The score varies depending on how the training and test sets are selected. Therefore, in order to get a good sense on how the model performs, we should repeat the train-test split and perform the scoring at each split.

Yet, sklearn has automated that for us with cross_val_score, a way of splitting data into training and test sets in several part and then scoring each pair. This concept is called cross-validation and is prominent in all of machine learning. In cross validation we split the data into equally sized folds, then train the model on all folds but one and then evaluate (score) the model on the remaining fold. We then repeat the procedure with every fold being left out as the testing set once.

By default cross_val_score will simply split the data into adjacent folds, one can pass, say, cv=7 as an argument to split into $7$ adjacent folds. Splitting into adjacent folds does not involve randomness, as it has been the case when we used train_test_split. This is a good procedure when the data one is dealing with is presented to the model in a random order, i.e. if the dataset has no particular order of values or labels. In most cases datasets have order, e.g. one label is at the top of the dataset and another at the bottom. In order to remove the impact of data ordering we can define how folds of the data are created. We pass as the argument to cv= a KFold object which defines how the folds are to be created. In the case below we ask for $5$ folds, and also ask for the data to be shuffled (at random) before the fold creation, preventing the impact of any order of samples within the dataset.

In [10]:
from sklearn.model_selection import cross_val_score, KFold

model = make_pipeline(PolynomialFeatures(degree=2), LinearRegression())
cross_val_score(model, t[:, np.newaxis], spd[:, np.newaxis], cv=KFold(n_splits=5, shuffle=True))
array([0.93829684, 0.93958754, 0.97499934, 0.96036292, 0.94876225])

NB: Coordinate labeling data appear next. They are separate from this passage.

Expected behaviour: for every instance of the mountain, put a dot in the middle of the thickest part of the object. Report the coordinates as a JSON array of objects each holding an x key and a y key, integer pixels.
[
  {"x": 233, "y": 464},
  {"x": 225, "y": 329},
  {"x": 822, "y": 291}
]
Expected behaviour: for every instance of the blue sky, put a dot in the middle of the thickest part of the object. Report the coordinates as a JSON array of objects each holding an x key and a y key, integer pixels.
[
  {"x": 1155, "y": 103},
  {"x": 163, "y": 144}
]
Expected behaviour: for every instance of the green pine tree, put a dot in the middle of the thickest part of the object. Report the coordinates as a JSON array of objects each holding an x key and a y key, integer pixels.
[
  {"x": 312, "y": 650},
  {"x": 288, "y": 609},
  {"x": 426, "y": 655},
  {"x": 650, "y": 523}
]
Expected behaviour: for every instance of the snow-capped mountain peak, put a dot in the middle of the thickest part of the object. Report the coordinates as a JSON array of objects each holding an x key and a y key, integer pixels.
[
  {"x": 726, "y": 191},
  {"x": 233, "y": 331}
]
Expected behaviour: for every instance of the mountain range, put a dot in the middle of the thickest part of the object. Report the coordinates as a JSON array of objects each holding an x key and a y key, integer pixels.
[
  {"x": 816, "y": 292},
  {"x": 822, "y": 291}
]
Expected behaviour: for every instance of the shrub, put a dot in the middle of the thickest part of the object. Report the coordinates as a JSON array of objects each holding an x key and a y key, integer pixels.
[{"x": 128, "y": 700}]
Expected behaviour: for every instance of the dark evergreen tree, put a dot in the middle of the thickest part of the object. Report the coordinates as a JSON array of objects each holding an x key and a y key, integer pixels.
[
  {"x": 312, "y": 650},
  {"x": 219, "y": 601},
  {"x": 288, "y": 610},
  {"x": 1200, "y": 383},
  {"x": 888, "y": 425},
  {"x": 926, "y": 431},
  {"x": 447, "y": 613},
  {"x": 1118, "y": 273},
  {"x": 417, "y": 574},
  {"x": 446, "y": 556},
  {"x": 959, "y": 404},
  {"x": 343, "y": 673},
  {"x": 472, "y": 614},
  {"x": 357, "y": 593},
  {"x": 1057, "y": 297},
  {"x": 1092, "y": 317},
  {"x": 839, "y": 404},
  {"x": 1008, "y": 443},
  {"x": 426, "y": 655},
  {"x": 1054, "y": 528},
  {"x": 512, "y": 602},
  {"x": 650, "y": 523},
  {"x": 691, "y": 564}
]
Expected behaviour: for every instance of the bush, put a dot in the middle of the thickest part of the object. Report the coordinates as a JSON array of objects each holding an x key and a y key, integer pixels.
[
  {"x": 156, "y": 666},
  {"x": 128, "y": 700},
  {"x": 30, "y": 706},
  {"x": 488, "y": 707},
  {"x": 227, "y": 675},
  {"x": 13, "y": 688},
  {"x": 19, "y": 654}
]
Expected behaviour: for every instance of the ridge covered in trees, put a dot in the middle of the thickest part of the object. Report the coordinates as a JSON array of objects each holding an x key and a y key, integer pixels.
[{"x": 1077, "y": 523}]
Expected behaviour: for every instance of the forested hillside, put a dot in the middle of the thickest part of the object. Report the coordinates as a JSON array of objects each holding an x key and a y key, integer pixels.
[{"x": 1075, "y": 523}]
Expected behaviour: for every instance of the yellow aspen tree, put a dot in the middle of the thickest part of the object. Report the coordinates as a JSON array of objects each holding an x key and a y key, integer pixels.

Depending on our needs we can take the mean or the lowest value to estimate the performance of our model. If we have lots of data, taking the minimum value is a good measure since it may account for entire groups of data that are badly learned. But if we have very few data points a mean is more meaningful, as a single low value may be a case of few outliers - possibly mistakes in the dataset itself.

Now we can reasonably say that we are confident in our model. In other words, thanks to the cross-validation scores, we are confident that our model can reasonably predict values for new input data. In machine learning we often say that our model can generalize well to previously unknown data.